Otherwise, if the 458 Spider that we drove some months ago surprised us with its forgiving nature and brilliant, predictable dynamics, the FF was equally awe-inspiring for its civility and practical side, as it meets that traditional, howling V-12 touring-coupe side of Ferrari heritage. The FF is a car that tracks well, has great seat comfort and decent ride comfort (we cruised in the ‘comfort’ manettino setting and took to the twisties in ‘sport’), and isn’t at all fatiguing to drive near the speed limit. I could have driven it all day, covering vast distance, and not have been worse for wear; and really, I can’t say that for a lot of performance cars.
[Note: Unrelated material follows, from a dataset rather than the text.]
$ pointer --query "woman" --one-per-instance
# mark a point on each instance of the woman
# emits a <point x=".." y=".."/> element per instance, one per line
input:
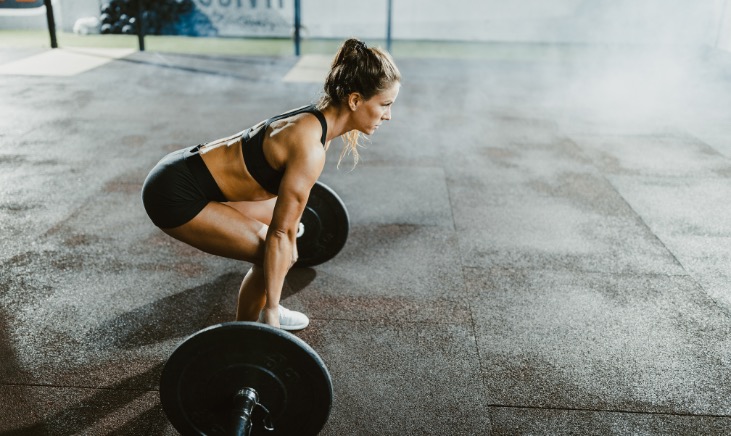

Our chief complaint of the FF was the old, Chrysler-carryover (or Daimler...it’s from those days) head unit—until we found that the car we were driving was technically a 2014 model and thus didn’t have what’s the perhaps the most important upgrade for 2015: a new head unit. Ferrari claims that the FF is the first car in the world to be offered with CarPlay, and the new system allows access through core functions and apps—like for maps, messages, and calling—through the vehicle’s screen, as a remote extension.

Ferrari, of course, operates on the idea that buyers are going to check a lot of option boxes and customization boxes and end up with a car that’s unlike any other one in appearance and build. Yet just be prepared to not at all think in terms of the base price.

By adding a liberal amount of the optional equipment—some of it moderately pricey, other pieces of it just plain gasp-inducing—you can blow past the $350k mark. Our test car, which included things like plush semi-anilene leather with a diamond-quilted pattern; a Passenger Display that costs more than $4,000 and allows your passenger to see your speed and revs; and an $18k panoramic roof—yes, that’s almost the cost of a MINI Cooper. The lift kit, a must given the ‘practical Ferrari’ image and lack of clearance in stock form, costs $5,779 and also requires the Advanced Frontlighting System Headlights—another $2,023, so raising the price by $7,802.

The Ferrari FF is simply a beautiful car, a rolling piece of art, and pretty much everything you might expect in something with the prancing-horse pedigree. To a lifelong shooting-brake fan like me, just the potential for all those practical uses makes it brilliant, and the zenith as worlds collide.